Kenny
Kenny is a biopic by Stewart Sugg and paints a visceral portrait of beloved footballer and manager Kenny Dalglish, who won six league titles for Liverpool yet simultaneously experienced three of football’s most notorious tragedies. Sugg’s film examines how the sportsman still struggles to come to terms with the agonising disasters he experienced at Ibrox, Heysel and Hillsborough between 1971 and 1989. Dalglish was initially unwilling to step back from the trauma, and instead sought to wholly support bereaved families and fans, attending funerals and visiting the injured, which resulted in a near-breakdown and sudden early retirement from the club in 1991.
Sugg’s bold and touching documentary is a mosaic of clips from Dalglish’s football-playing days, news excerpts, interviews with family members and re-enactments, forming a well-rounded insight into the footballer, manager and family man, focusing not only on calamity but also his expertise on the field. It is in these flashbacks to Dalglish’s floppy hair and over-grown schoolboy charm, that his remarkable endurance in maintaining such an incredible career despite multiple obstacles becomes apparent. There is, however, a notable double narrative to his story: a clear contrast between the sorrow that lines his eyes and the glottal Glaswegian accent that lines his lips, highlighting the complexities to Dalglish’s character and revealing the colossal impact the sport has had on his personal life.

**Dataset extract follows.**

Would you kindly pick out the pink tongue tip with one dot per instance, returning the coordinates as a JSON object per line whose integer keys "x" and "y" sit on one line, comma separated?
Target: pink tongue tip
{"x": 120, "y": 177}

It was after Hillsborough that his family noticed the most devastating change to his personality, his children even revealing that 27 years later, they had still never spoken about the tragedy with their father. Dalglish’s pain from the 1989 disaster still boils at the surface of his consciousness – it’s a subject that is usually and desperately avoided. Perhaps most poignant is the sudden cut in the film to aerial footage of Dalglish driving along the bucolic roads of Sheffield’s hills. The atmosphere appears tranquil, the panoramic countryside stretches to the horizon and trees dance beneath a cloudless sky. Suddenly, Dalglish pulls over his Audi and slowly emerges from the car walking towards a clearing at the end of the small agrarian road. The change in his composure is remarkable as he looks over the verdant hills onto the grounds of Hillsborough. The arena consumes the landscape, protruding like an open wound that won’t heal; instead providing only timeless anguish to Dalglish and the hundreds of families that still ache from the 1989 ordeal.
Anna Harvey
Kenny is released nationwide on the 17th November 2017.